His discovery in Toledo made national headlines. Such stories were not unusual, there are many. In 1902 in Toledo, Walter Jones was one of the “women” arrested in a questionable St. Clair Street establishment called a “concert hall.” Police said Walter had red makeup painted on his cheeks and a bright red dress covering his burly 6-foot frame. He told Toledo police he was a female “impersonator”. He was charged with loitering along with the others.
There is no shortage of “weird” stories to be found in the faded news ink of yesteryear. Take the story of George Kufer in 1910. In that year, Kufer, of Baltimore, Maryland, accepted a challenge to walk 16,000 miles on a circuitous route across America. He was to be paid $4,000 if he could pull it off, with a side wager of $500 that he would have to marry someone on his trip.
When he got to Woodville, Ohio, he met and married Edith McCloskey. She not only married him but then joined him on the long walk and they claimed the prize.
Another weird entry is from 1933, down in Continental, Ohio. In this case, a haunted piano was making mysterious music in the Charles Wetherill home. They said that for 12 years they had been terrorized by the sound of one key that played late at night, all by itself. And oddly, it would play just before someone in their family would pass away. This quivering key, played by “an invisible hand” would awaken them in the middle night and soon, someone in their family would die. They want to dispose of the old piano.
And from southern Wood County, a cautionary tale made the papers around 1907 involving Ephriam Shanabarger and family. They had become quite wealthy when oil was found on their farm near Cygnet. But wealth and wisdom are not always companions. Soon, the Shanabarger clan got mixed up in a cult of religious folks who convinced him, his wife and two sons that God was going to create a new “heaven” of everlasting life in the little remote town of Livingston,Texas not far from Houston.
They believed and poured their passion and pocketbook into the effort. Then they moved there only to be told that new information was found showing this heavenly paradise was actually in New Mexico. With his wealth and health all but gone, Ephriam returned to Wood County and filed for legal guardianship of what little he had left, and he died in poverty soon after.
But, not every “new found fortune” story has a sad ending.

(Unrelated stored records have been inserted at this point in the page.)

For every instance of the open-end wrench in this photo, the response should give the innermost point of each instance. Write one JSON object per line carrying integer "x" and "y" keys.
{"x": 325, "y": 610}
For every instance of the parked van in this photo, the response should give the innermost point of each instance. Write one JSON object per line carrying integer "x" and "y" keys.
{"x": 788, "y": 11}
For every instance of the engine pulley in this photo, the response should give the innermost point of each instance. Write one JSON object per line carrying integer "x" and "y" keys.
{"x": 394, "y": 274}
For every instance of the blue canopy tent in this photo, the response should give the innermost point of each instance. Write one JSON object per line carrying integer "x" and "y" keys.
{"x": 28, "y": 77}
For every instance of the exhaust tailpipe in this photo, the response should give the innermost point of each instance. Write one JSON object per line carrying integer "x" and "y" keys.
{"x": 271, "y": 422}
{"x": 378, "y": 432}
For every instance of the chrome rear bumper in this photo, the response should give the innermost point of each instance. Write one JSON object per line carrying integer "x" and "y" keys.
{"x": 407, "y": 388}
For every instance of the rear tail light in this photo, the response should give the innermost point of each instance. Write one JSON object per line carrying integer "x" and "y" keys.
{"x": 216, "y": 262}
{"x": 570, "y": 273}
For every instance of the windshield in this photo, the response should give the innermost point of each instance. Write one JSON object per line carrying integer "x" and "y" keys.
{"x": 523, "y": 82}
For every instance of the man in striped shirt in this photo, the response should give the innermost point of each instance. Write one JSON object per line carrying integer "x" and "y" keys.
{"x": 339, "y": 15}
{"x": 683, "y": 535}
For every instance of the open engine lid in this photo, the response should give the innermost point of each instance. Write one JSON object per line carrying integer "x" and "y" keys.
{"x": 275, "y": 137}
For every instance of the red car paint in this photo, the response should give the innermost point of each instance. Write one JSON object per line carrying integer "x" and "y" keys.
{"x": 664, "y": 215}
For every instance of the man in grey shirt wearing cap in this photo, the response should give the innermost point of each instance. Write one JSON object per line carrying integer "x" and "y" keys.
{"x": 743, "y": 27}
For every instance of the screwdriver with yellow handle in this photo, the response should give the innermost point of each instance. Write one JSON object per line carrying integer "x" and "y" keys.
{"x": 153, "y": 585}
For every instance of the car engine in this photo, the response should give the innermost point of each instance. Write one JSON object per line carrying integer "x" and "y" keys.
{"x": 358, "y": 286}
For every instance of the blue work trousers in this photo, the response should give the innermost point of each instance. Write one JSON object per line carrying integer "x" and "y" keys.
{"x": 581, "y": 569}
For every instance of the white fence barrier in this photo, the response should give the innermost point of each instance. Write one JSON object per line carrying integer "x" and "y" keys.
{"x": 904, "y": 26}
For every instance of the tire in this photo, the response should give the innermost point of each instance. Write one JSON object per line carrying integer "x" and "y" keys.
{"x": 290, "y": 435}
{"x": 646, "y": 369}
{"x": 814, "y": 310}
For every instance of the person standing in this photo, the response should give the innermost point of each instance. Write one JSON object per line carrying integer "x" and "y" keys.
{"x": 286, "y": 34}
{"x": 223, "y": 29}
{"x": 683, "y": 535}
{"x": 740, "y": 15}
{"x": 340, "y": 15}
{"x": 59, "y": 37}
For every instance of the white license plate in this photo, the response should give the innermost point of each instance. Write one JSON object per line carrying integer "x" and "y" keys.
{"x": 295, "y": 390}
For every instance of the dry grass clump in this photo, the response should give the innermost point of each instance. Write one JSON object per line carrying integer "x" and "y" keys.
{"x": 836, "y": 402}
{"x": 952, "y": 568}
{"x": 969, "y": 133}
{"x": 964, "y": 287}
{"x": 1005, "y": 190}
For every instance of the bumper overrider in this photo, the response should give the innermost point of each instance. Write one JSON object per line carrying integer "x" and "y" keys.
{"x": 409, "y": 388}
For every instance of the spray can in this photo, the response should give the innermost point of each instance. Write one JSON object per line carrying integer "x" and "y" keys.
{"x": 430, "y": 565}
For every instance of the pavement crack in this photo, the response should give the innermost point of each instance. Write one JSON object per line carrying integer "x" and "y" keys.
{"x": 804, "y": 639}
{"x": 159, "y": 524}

I like the story of Mary Wiggins Schultz. She lived a hard life of drudgery, making ends meet scrubbing the floors of Toledo's Pythian Castle on Jefferson Avenue. The single mother never had much. She lived in a tiny house in South Toledo with her five sons and money was sparse. But in August 1922, at the age of 68, she learned that two uncles, both hotel owners, had passed on and she was to inherit more than $365,000 dollars. Easily, several million in today's dollars. Mary told reporters it was time to enjoy life, buy a car, get a better home, put the sons through college, and maybe do some traveling. Mary's floor scrubbing days were over.